Technically, lunchtime is at any moment. It's just a wave function.
(Score: 3, Insightful) by stormwyrm on Saturday August 20 2016, @03:00PM
Numquam ponenda est pluralitas sine necessitate.
(Score: 0) by Anonymous Coward on Friday August 19 2016, @11:19PM
I use a hashing algorithm that I can perform in my head with a printed table to generate my password for each site. When the algorithm generates something that clashes with a site's fancy composition rules, I default to one of a couple memorized passwords depending on the importance of the site.
Without a password manager or a scheme like mine its impossible to remember hundreds of unique passwords. By using fancy composition rules, you make it more difficult to remember the password and thus more likely for the user to just give up and use an old one.

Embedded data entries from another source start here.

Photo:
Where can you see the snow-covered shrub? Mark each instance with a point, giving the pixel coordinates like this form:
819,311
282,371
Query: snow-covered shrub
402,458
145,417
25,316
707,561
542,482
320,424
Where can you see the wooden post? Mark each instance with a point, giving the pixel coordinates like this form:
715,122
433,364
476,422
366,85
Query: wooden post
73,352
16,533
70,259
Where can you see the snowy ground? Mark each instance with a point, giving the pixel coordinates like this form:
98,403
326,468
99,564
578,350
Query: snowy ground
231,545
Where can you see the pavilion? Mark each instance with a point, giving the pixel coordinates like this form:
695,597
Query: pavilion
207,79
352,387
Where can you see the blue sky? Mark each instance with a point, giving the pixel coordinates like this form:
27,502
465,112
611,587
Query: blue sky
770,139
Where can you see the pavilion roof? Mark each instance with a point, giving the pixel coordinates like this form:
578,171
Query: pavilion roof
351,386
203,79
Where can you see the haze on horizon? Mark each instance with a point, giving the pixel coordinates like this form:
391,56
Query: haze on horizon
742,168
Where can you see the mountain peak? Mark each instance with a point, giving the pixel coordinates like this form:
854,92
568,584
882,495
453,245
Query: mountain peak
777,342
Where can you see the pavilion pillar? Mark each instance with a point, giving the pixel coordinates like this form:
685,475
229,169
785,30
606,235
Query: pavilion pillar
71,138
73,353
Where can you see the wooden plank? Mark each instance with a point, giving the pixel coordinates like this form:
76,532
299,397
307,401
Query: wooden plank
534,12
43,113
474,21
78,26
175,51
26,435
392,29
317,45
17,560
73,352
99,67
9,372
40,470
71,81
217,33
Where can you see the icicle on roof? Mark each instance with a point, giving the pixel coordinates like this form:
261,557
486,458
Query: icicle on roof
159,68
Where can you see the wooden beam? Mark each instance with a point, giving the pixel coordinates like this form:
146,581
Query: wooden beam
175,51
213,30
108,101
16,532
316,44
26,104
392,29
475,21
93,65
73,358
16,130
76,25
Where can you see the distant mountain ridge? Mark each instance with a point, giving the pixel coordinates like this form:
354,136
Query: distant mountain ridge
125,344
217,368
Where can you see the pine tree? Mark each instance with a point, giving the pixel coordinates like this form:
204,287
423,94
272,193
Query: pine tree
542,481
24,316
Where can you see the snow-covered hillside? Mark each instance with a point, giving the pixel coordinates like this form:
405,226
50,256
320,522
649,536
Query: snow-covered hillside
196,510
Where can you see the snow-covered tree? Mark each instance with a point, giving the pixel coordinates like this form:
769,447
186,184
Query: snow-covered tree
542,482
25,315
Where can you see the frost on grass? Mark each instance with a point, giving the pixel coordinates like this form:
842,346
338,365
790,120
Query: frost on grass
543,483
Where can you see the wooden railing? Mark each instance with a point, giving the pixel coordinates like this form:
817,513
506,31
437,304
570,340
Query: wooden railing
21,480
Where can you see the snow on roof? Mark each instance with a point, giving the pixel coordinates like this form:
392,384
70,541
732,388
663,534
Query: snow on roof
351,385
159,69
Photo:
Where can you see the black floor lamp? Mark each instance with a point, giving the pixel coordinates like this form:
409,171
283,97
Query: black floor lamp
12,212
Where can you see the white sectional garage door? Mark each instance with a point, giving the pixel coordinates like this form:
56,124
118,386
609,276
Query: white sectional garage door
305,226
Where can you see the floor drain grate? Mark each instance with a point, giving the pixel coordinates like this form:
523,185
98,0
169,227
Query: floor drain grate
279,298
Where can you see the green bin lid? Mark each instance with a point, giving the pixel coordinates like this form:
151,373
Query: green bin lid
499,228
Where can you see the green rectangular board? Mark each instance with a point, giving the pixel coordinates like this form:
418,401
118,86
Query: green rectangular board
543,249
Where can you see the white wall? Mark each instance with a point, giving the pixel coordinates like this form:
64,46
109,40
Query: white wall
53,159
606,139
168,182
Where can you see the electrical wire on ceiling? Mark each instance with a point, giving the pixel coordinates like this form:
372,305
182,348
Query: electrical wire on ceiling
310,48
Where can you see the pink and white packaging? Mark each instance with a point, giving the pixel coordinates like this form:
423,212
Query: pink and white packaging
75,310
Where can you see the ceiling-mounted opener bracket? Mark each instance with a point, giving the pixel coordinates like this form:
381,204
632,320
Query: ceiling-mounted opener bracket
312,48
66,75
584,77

(Score: 2) by stormwyrm on Friday August 19 2016, @11:41PM
Then your users will hate you right back, and they will undermine your security policy every chance they get, and do dangerous things like write their passwords down and put them in insecure locations, because they can't freaking remember them with all the asinine restrictions you try to impose. You need to compromise with the limitations of human memory and cognition and make it work for you instead of against you. This is why XKCD 936 [xkcd.com] is a reasonably sound recommendation, only I'd use more words instead of just four.
Numquam ponenda est pluralitas sine necessitate.